Forum Discussion
Azure AD Dynamic Security Groups creation with inclusion and exclusion.
Hi All,
I have a query regarding Azure AD Dynamic Security Group creation and would like to get some advise from this forum. I want to create an Azure AD Dynamic Security Group which should include all the members in the tenant and at the same time it should also exclude the members from a specific Azure AD security group in the tenant from becoming a member of that Dynamic Security Group . So, basically it has to do inclusion as well as exclusion at the same time and I'm not able to come up with the right syntax to do this. Could you please check and let me know how this can be achieved .
1 Reply
Vignesh,
I know this is an old post and I thought I would answer anyhow. While there is a preview to use memberOf attribute but you can'ty use memberOf with anything else. Lots of people report issues with memberOf.

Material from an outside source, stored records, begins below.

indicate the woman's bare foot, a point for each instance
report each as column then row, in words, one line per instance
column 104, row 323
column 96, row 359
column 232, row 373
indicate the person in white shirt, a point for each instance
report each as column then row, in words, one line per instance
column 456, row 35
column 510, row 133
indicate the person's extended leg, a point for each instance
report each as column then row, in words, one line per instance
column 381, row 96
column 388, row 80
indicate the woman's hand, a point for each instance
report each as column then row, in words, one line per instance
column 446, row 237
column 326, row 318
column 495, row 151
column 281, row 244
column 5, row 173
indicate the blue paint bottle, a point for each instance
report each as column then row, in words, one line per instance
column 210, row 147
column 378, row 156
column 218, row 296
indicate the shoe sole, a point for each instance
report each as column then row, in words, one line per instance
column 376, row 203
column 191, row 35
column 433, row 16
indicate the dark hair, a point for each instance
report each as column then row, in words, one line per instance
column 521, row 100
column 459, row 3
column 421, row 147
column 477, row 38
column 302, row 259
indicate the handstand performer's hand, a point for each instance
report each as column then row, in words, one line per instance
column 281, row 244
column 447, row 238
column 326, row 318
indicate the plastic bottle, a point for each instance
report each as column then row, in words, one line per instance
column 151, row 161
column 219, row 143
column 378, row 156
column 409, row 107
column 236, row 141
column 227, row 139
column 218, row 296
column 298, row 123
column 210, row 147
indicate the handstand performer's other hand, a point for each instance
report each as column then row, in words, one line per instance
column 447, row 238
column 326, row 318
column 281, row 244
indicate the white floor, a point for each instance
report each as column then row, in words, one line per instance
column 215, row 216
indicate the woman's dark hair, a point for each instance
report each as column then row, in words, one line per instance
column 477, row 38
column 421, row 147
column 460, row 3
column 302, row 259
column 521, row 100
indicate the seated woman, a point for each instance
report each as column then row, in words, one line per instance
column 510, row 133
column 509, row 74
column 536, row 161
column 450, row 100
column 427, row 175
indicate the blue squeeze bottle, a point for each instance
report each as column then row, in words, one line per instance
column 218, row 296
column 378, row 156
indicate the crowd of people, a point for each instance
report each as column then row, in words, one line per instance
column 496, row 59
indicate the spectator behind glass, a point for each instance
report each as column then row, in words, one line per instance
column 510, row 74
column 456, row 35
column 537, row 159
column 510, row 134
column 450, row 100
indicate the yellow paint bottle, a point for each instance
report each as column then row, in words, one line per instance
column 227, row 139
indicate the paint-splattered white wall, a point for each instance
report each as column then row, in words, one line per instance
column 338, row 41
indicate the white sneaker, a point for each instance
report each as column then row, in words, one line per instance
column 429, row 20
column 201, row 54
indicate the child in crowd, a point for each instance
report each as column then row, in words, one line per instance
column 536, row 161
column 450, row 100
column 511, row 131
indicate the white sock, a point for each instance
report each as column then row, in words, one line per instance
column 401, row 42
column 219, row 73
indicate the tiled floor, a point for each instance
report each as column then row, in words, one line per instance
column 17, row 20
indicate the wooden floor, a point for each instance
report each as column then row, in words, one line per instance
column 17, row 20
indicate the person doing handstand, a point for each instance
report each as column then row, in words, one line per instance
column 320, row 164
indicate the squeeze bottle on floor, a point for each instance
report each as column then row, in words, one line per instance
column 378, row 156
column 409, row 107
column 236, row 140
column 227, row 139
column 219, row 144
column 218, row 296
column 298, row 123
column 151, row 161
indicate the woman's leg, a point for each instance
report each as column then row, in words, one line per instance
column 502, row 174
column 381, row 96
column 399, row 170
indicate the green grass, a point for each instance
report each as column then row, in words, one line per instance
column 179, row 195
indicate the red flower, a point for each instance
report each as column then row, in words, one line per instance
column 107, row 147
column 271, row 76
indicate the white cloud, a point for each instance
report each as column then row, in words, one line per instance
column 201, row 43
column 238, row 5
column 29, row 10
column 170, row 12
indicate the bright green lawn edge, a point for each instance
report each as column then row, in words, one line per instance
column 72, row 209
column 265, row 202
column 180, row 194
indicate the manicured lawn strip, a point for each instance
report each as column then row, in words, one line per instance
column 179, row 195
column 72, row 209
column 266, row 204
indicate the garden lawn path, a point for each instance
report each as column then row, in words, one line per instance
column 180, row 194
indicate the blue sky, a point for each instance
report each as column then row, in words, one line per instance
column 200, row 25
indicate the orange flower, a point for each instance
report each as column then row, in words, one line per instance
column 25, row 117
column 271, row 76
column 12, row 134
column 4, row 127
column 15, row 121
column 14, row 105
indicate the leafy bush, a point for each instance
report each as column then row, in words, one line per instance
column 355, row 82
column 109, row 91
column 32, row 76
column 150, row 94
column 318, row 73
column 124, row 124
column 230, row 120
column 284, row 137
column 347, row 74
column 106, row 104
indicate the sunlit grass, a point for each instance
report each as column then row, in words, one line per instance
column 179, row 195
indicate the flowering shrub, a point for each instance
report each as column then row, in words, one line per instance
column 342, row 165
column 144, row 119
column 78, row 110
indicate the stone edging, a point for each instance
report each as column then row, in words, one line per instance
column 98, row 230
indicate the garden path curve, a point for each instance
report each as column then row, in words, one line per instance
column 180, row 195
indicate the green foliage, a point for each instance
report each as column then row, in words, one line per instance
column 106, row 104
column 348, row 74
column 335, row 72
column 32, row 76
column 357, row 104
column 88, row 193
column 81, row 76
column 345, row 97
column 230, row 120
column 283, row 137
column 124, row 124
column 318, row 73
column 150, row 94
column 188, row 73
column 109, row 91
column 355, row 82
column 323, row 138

While it seems like you could have a group that includes users from another group and excludes people from a third group like this:
user.memberof -any (group.objectId -in ['06df5504-4db6-46d5-b773-be9ff6649ef6'])) -and (-not( user.memberof -any (group.objectid -in ['d8b42618-a53c-4927-8f42-3028044fb020']))
It does not work! When I attempt to use the above rule set it gives me everyone that is in the first group.